The situation became untenable after Macmillan Publishers – which occupied all 21 floors of the triangular structure at the time – announced in 2017 that it would move out within two years.
Silverstein later proposed a slew of “absurd” ideas to Gural, including no upgrades being done in the period between McMillan leaving and a new tenant moving in—despite the fact that the structure was being re-rented. The upgrade was legally required to take care of and fire safety, Gural said in an affidavit.
Despite the building being a landmark, Silverstein also had the idea of dividing the property into separate lots — an impossibility due to its historic status, Gural wrote, The Real Deal reported.
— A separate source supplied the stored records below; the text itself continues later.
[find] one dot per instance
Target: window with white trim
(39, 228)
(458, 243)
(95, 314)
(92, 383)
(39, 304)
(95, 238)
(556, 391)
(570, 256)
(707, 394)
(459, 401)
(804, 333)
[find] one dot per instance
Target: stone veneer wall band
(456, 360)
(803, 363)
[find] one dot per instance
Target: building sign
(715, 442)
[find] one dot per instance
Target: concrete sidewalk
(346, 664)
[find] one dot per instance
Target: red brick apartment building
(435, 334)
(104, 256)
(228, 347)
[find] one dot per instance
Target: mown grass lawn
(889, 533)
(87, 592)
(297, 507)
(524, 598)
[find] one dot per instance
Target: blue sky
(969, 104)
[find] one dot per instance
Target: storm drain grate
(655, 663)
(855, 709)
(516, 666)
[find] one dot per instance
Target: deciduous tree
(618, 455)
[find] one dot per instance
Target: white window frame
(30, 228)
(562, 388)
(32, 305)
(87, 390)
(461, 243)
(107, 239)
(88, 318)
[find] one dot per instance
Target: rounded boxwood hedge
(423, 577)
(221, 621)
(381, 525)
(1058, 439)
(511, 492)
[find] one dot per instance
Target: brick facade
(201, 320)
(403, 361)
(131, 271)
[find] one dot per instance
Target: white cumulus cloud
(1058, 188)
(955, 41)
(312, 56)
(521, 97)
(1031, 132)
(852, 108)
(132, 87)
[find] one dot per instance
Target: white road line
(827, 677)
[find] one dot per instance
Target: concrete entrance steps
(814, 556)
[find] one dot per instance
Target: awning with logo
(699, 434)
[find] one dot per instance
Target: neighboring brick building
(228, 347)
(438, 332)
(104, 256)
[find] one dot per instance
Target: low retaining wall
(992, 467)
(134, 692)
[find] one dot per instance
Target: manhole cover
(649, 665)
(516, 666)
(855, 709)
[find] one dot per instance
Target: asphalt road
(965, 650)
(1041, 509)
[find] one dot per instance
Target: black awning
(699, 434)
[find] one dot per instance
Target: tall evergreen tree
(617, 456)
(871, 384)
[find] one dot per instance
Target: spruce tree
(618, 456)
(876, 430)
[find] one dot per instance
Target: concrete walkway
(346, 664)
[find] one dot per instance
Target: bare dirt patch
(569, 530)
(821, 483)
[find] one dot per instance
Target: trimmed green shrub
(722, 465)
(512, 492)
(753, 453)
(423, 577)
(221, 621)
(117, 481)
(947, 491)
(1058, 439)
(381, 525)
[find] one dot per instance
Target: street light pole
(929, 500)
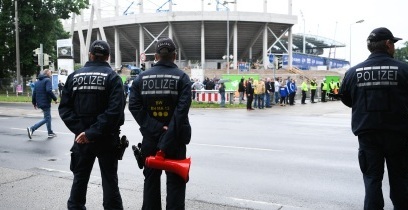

“It boggles the mind to suggest that we could nevertheless agree on a plan to physically divide this building into five smaller, independent properties, none of which would be marketable – and then a plan but will agree on how that work will be financed,” Gural wrote in the affidavit. “We have attempted over the years to resolve these differences with Mr. Silverstein, but Defendant delayed, resisted and ultimately refused to agree to Plaintiff’s proposed business plan.”
Meanwhile, Silverstein claims that Newmark failed to market the property when McMillan announced he was leaving, and then Gural tried to rent the space for an “extraordinarily low cost per square foot”. Tried and a very long contract for Notell, which was held by Barry Gossin of Newmark. significant share in
“The proposed rental agreement would have locked the property into an unprofitable lease for a long period of time,” Silverstein wrote in an affidavit.
According to The Real Deal, the Sorgente-GFP-ABS group will bid at the auction later this month.